On April 15, 1947, Jackie Robinson became the first African-American to reach the major leagues in modern history. Major League Baseball retired Robinson’s No. 42 in 1997, and outside of New York Yankees relief pitcher Mariano Rivera, the only time No. 42 is worn in MLB is on April 15—Jackie Robinson Day—when all major leaguers wear the number.
(Do you know whose idea it was to honor Robinson in this way? The answer comes later.)
As we at TeamNames.net tip our caps to Robinson and what he did for sports and society as a whole, here are 10 lesser-known facts about No. 42.
No. 2: One of Robinson’s older brothers, Matthew “Mack” Robinson, won a silver medal in the 200 meters in the 1936 Olympics held in Berlin. Jesse Owens won the gold. Owens set an Olympic record with his time of 20.7 seconds. Mack Robinson ran the race in 21.1 seconds.

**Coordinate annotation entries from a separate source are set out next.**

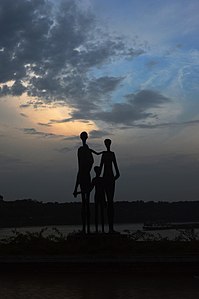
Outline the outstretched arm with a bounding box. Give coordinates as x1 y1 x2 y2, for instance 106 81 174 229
90 148 103 155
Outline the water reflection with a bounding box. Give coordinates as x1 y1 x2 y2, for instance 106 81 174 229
0 273 199 299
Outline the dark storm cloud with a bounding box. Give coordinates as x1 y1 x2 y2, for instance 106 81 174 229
0 0 143 119
23 128 63 138
94 90 171 125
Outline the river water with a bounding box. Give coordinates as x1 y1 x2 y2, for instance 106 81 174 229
0 224 199 299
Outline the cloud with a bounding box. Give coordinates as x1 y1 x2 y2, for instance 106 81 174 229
56 146 74 154
89 130 113 139
37 123 51 127
0 0 144 119
94 90 171 125
120 119 199 130
23 128 63 138
20 113 28 117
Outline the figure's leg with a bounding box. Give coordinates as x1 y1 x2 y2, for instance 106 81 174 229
95 199 98 233
106 182 115 232
86 193 90 234
100 202 104 233
81 193 86 233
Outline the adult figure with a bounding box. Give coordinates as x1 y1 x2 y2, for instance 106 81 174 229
100 139 120 233
73 132 96 233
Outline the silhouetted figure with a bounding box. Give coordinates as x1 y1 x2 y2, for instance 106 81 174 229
100 139 120 233
91 166 106 233
73 132 101 233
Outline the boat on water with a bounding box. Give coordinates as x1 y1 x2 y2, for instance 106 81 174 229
142 222 199 231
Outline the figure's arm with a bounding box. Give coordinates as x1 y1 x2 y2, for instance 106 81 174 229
90 148 103 155
73 172 79 198
90 179 95 192
113 154 120 180
99 155 104 174
73 149 80 198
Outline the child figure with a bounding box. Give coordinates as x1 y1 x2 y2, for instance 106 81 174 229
91 166 106 233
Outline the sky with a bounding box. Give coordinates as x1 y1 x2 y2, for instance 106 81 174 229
0 0 199 202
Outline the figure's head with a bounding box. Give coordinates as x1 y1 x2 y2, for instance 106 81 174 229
80 131 88 142
94 166 100 176
104 139 111 148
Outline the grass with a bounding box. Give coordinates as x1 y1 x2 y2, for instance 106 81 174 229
0 228 199 256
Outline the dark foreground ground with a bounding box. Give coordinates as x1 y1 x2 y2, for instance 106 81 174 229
0 233 199 278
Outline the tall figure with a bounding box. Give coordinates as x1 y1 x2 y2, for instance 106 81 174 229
73 132 94 233
100 139 120 233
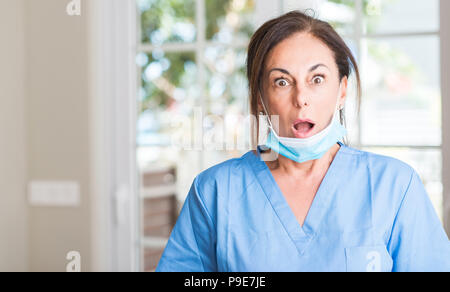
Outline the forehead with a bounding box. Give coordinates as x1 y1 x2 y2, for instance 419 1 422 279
265 33 337 72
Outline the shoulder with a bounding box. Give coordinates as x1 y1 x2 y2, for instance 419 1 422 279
190 151 257 199
342 145 415 178
196 151 254 184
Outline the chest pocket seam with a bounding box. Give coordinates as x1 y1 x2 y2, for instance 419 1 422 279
345 245 393 272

No. 3: Jackie Robinson became the first student at UCLA to letter in four sports: football, basketball, baseball and track. He was an All-American in football, led the Pacific Coast Conference in scoring twice in basketball, and was the 1940 NCAA champion in the broad jump. However, he batted just .097 in his one season as a Bruins baseball player.

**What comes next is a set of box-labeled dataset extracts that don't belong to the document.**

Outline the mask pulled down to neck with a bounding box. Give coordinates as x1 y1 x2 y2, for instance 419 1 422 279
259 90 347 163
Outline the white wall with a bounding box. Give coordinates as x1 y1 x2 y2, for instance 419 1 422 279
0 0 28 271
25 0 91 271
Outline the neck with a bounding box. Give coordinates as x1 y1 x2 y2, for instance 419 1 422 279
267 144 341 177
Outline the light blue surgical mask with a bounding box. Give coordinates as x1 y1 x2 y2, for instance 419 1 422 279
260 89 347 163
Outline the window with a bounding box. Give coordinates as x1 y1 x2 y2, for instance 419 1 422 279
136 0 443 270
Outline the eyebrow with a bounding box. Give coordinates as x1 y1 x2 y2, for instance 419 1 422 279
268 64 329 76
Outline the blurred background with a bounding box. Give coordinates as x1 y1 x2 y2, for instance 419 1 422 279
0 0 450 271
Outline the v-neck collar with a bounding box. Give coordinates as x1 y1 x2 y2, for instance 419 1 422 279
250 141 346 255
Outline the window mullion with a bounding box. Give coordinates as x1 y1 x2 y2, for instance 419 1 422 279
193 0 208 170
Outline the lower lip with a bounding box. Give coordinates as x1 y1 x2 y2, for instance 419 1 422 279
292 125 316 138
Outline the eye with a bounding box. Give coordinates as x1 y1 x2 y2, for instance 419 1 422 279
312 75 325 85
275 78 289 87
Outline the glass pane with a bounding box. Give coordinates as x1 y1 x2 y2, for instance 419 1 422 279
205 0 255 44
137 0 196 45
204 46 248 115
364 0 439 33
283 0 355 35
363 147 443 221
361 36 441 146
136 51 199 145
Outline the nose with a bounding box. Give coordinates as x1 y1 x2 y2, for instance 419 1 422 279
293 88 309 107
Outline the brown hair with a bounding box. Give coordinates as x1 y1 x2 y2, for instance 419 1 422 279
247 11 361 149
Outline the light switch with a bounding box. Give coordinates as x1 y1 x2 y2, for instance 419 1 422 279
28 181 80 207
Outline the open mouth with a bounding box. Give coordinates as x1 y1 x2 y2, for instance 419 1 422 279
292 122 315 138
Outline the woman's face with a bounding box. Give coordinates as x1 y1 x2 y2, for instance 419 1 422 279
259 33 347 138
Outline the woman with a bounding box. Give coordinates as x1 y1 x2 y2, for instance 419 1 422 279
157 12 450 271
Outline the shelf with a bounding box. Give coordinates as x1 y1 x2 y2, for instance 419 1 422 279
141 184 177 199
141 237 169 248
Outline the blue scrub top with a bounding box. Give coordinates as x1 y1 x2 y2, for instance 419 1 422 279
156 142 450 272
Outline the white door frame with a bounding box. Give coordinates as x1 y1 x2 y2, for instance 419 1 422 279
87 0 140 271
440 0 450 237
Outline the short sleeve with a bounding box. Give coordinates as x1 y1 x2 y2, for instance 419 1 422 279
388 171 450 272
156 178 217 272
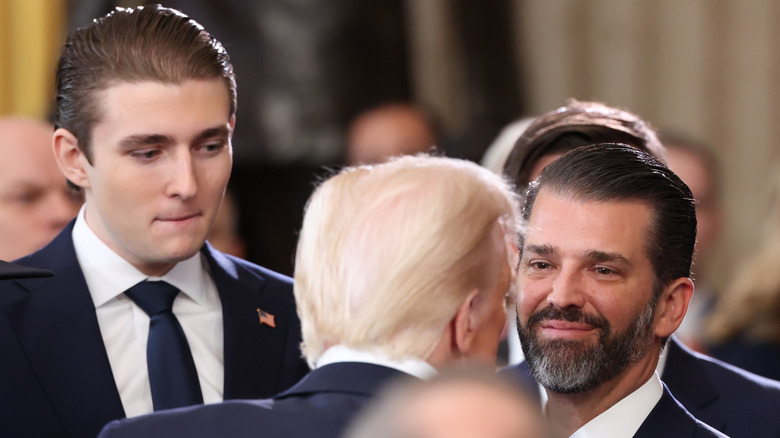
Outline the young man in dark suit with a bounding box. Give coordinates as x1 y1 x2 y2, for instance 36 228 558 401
0 6 308 437
517 144 724 438
100 156 517 438
496 101 780 438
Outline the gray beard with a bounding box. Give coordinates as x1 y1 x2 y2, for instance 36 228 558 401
517 299 656 394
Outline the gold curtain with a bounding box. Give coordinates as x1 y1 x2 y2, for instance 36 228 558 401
0 0 65 118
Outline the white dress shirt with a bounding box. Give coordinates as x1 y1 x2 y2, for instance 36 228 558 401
315 345 437 380
72 207 225 417
542 372 664 438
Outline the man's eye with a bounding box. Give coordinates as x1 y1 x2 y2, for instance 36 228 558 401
130 149 160 160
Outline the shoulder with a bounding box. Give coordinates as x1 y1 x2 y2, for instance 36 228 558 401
690 342 780 400
203 242 292 288
635 385 726 437
98 400 340 438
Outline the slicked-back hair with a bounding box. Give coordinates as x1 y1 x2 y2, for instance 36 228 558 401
520 143 696 292
55 5 236 163
294 155 520 366
504 99 666 191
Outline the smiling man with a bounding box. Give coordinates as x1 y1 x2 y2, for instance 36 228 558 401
517 144 722 437
0 6 308 437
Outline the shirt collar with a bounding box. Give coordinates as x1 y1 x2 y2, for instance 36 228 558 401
315 344 437 380
570 372 664 438
72 206 208 308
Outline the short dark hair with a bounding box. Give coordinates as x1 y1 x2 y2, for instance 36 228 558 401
55 5 236 163
504 99 665 191
521 143 696 290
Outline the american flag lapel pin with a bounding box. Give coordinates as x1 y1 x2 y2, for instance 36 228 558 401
257 308 276 328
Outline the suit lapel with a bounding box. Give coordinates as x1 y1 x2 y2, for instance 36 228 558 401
634 386 698 438
8 229 124 436
203 243 289 400
661 338 726 430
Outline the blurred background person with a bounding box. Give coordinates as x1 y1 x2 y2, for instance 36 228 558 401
660 133 722 351
479 117 534 175
206 188 246 259
347 102 439 165
344 368 551 438
706 168 780 380
0 117 83 260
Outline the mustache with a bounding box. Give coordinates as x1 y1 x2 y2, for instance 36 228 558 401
526 304 610 334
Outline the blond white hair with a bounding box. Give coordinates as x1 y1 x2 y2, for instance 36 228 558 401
295 155 518 366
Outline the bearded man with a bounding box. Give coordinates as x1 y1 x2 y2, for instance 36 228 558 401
517 144 724 437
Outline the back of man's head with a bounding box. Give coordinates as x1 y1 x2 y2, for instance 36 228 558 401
55 5 236 161
504 100 665 189
295 156 517 364
345 368 552 438
523 143 696 290
347 102 439 165
0 116 83 260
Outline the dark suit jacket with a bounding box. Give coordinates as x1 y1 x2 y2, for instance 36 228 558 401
99 362 411 438
634 385 725 438
0 223 308 438
501 338 780 438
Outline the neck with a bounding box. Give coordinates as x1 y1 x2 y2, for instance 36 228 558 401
545 349 658 436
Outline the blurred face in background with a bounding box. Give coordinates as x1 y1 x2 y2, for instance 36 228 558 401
0 118 82 260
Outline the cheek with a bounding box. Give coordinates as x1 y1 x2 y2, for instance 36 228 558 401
517 279 546 322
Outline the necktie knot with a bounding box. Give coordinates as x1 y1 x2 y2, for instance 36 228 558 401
125 280 203 411
125 280 179 316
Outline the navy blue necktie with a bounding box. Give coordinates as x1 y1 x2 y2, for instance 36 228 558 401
125 280 203 411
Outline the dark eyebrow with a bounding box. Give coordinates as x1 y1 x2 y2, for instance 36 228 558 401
193 126 230 142
585 251 631 266
523 245 558 257
119 134 173 149
119 126 230 149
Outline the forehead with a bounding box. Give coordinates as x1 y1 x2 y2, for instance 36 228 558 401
95 78 230 139
524 188 652 259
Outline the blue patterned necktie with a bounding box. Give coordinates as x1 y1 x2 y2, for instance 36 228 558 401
125 280 203 411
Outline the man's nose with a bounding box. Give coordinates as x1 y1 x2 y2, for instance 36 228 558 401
547 269 585 309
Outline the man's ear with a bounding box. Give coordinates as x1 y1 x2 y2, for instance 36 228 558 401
452 289 479 356
52 128 89 188
655 277 693 338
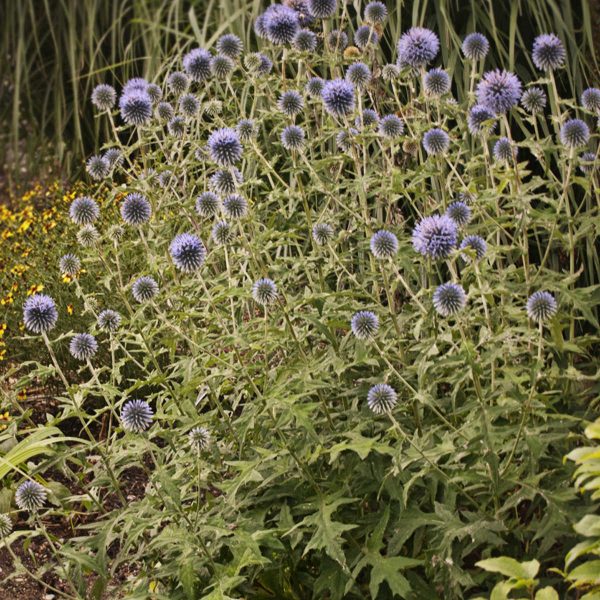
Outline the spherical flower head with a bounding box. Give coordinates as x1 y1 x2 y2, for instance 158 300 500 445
15 480 48 512
223 194 248 219
281 125 304 151
208 127 243 167
446 200 471 227
121 192 152 225
98 308 121 333
398 27 440 68
308 0 337 19
367 383 398 415
350 310 379 340
119 90 152 126
346 62 371 88
321 79 355 117
521 87 547 113
92 83 117 110
369 229 398 260
252 277 277 306
379 114 404 139
312 223 333 246
461 31 490 60
460 235 487 263
121 400 154 433
467 104 496 136
23 294 58 333
69 196 100 225
412 215 458 260
433 282 467 317
581 88 600 113
560 119 590 148
527 292 558 321
531 33 567 71
131 275 158 302
169 233 206 273
477 69 521 114
277 90 304 117
423 127 450 156
69 333 98 361
217 33 244 60
423 67 452 96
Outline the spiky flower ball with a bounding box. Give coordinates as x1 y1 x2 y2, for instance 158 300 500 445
423 127 450 156
367 383 398 415
369 229 398 260
15 480 48 512
92 83 117 110
169 233 206 273
560 119 590 148
121 400 154 433
131 275 158 302
531 33 567 71
412 215 458 260
321 79 354 117
98 308 121 332
398 27 440 68
350 310 379 340
461 31 490 60
527 292 558 321
477 69 521 114
23 294 58 333
252 277 277 306
69 196 100 225
433 282 467 317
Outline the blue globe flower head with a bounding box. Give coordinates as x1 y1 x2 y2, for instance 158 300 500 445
346 62 371 89
527 292 558 321
119 90 152 126
217 33 244 60
531 33 567 71
208 127 243 167
560 119 590 148
461 31 490 60
398 27 440 68
369 229 398 260
169 233 206 273
69 196 100 225
277 90 304 118
223 194 248 219
98 308 121 333
281 125 304 152
121 400 154 433
321 79 355 117
477 69 521 114
379 114 404 139
521 87 547 114
367 383 398 415
446 200 471 227
423 127 450 156
312 223 333 246
252 277 278 306
433 282 467 317
131 275 158 302
23 294 58 333
69 333 98 361
15 480 48 512
412 215 458 260
423 67 452 96
350 310 379 340
460 235 487 263
92 83 117 110
121 192 152 225
467 104 497 136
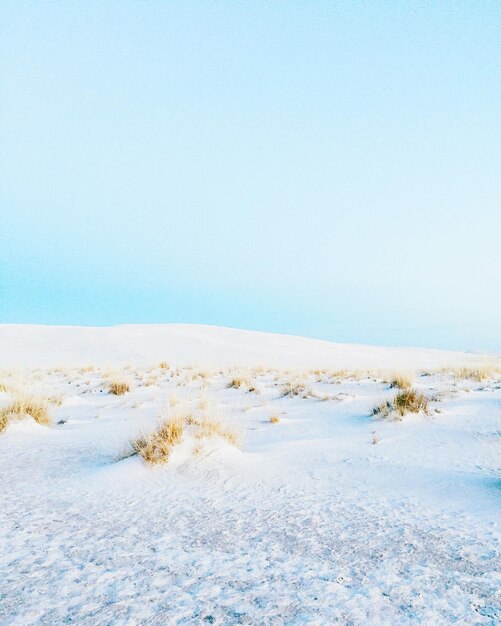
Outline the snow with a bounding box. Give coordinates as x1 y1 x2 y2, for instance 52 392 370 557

No. 4: While Robinson is in UCLA Hall of Fame and the Bruins’ baseball stadium is named for him, he did not receive a college degree from the school. Financial problems forced him to quit school before graduating.
No. 5: Robinson played semi-pro football for the Honolulu Bears. After playing in the Bears’ first exhibition game in Pearl Harbor, Robinson left Honolulu on Dec. 5, 1941. Two days later, Pearl Harbor was attacked.
No. 6: Robinson served in the U.S. Army from 1942 to 1944, reaching the rank of second lieutenant.
No. 7: Robinson’s first MLB at-bat on April 15, 1947 resulted in a ground out against Johnny Sain of the Boston Braves. He went 0-for-3 on the day with a run scored.
No. 9: Robinson’s forte was not hitting home runs. It was stealing bases. In his career, he stole 197 bases, including swiping home 19 times—an MLB record for players debuting after 1920. The first time he did it was on June 24, 1947. Perhaps his most famous—and most controversial—theft of home plate came in Game 1 of the 1955 World Series against Whitey Ford, Yogi Berra and the New York Yankees.
No. 10: Robinson won the inaugural MLB Rookie of the Year award in 1947. In 1949, each league began giving out its own Rookie of the Year award. In 1987, both leagues renamed the honor the Jackie Robinson Award.
(Whose idea was it to honor Jackie Robinson by having all players wear No. 42 on April 15? Ken Griffey, Jr’s.)